Owl City's Adam Young Is Creating a Film Score a Month For One Year

Brian Bradley
Adam Young

Ever since he was 16, Adam Young, a.k.a. Owl City, has heard a voice in his head. Even as he achieved pop stardom with his ubiquitous 2009 Billboard Hot 100 chart topper “Fireflies” and 2012’s duet with Carly Rae Jepsen, “Good Time,” it grew louder.

The voice was telling him to pursue his love of film music, the first music that he remembers inspiring him to create. “Before anything on the radio or friends’ music, it was film music,” he says. Originally it was the music from Disney movies like Aladdin, The Lion King and Beauty And The Beast. That led to digging into scores by composers like John Williams, Thomas Newman, James Newton Howard and James Horner. 

Now, he’s following in their esteemed footsteps by creating a score a month based on a historical event. The first score, released in February, centered around Apollo 11.

Though Young, 29, wasn’t yet born when the 1969 moon landing took place, he says the space flight has “grabbed my imagination. Everything I’ve known has been based here on earth and here are these three other people that got in space suits and explored [the moon].” 

The theme for March’s score is the RMS Titanic. “I tried to make sure that whatever I was doing would stand alone and not be too influenced by Horner’s amazing score” to the 1997 blockbuster of the same name. 

Nine more scores will follow on the first of each month in 2016. The time was right for such an ambitious project for Young, who parted ways with Republic Records after releasing Mobile Orchestra last July. “Part of the reason for this endeavor is to give me a little bit of space and distance from the pop music space,” he says. “I can switch gears and test my muscles in this instrumental world and I hope when I come back to pop music have all these new ideas.”

Young has mapped out a list of possibilities for future scores including Charles Lindbergh’s transatlantic flight, the California Gold Rush, the first ascent of Mt. Everest and the assassination of Lincoln. “That one would be dark," he states. “One of the things I enjoy most is on a piece of paper writing one through 10 and making a draft of these main points of the story.”

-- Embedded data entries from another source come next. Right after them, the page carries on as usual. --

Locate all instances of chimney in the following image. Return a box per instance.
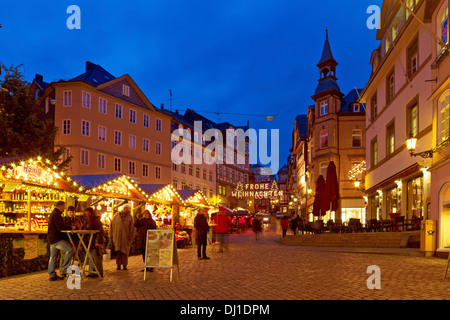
[34,73,44,82]
[86,61,96,71]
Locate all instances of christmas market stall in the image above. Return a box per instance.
[71,174,150,232]
[139,184,185,229]
[0,157,86,277]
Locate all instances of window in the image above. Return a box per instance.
[155,166,161,179]
[370,138,378,167]
[82,91,91,109]
[63,90,72,107]
[114,158,122,172]
[98,98,108,114]
[142,163,148,177]
[143,114,150,128]
[156,119,162,132]
[370,93,378,121]
[122,84,130,97]
[438,90,450,144]
[114,130,122,146]
[81,120,91,137]
[130,109,136,123]
[440,4,449,43]
[386,71,395,103]
[97,153,106,169]
[320,162,328,180]
[320,130,328,149]
[62,119,72,135]
[142,138,150,152]
[195,167,200,178]
[320,100,328,116]
[128,134,136,150]
[98,126,106,142]
[352,129,362,148]
[80,149,89,166]
[407,39,419,79]
[407,104,418,137]
[115,103,123,119]
[128,161,136,175]
[386,123,395,155]
[155,142,162,156]
[406,0,417,20]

His scores range from lushly orchestral to sparsely electronic, created by Young solely on computer from his home in Minnesota. “All the actual sounds are sample based,” he says. “I wish I could book a 100-piece orchestra in Los Angeles. It’s all tricks in the computer.”

Just as he taught himself how to make his electronic pop music, he learned how to score from listening to composers and “putting notes in the computer and experimenting.”

Each 25-to-30 minute score, complete with individual cues, take around three weeks to complete. “That’s a lot faster for me than music with lyrics,” he says. “This is kind of a load off my shoulders to not worry about rhyming.”

Every score is available for streaming via http://www.ayoungscores.com, Spotify and Apple Music and for purchase via iTunes. Additionally, a limited edition movie poster, created by James R. Eads for each month's score, is available for purchase through Young’s website.

Not surprisingly, Young, who has a devoted fan base, has received encouraging feedback from his followers, some of whom have sent him films or visuals they’ve created set to his scores. “That’s so fulfilling to see other people inspired by what I do,” he says.

For now, the scores are a labor of love, but Young hopes to follow in the footsteps of artists like Trent Reznor and Mark Mothersbaugh, who have gone from pop and rock careers to thriving composing gigs. He’s no stranger to the film world, having written the theme song for Legend of the Guardians: The Owls of Ga’Hoole and a song for Wreck-It Ralph. 

Young stresses that Owl City may be dormant right now, but his alter ego will be back. “I’m definitely thinking ahead to a new Owl City album,” he says. Preliminary discussions with a few new potential label homes have taken place and will continue later in the year “when I decide what I want to do,” Young says, adding that he is also “debating doing my own thing.”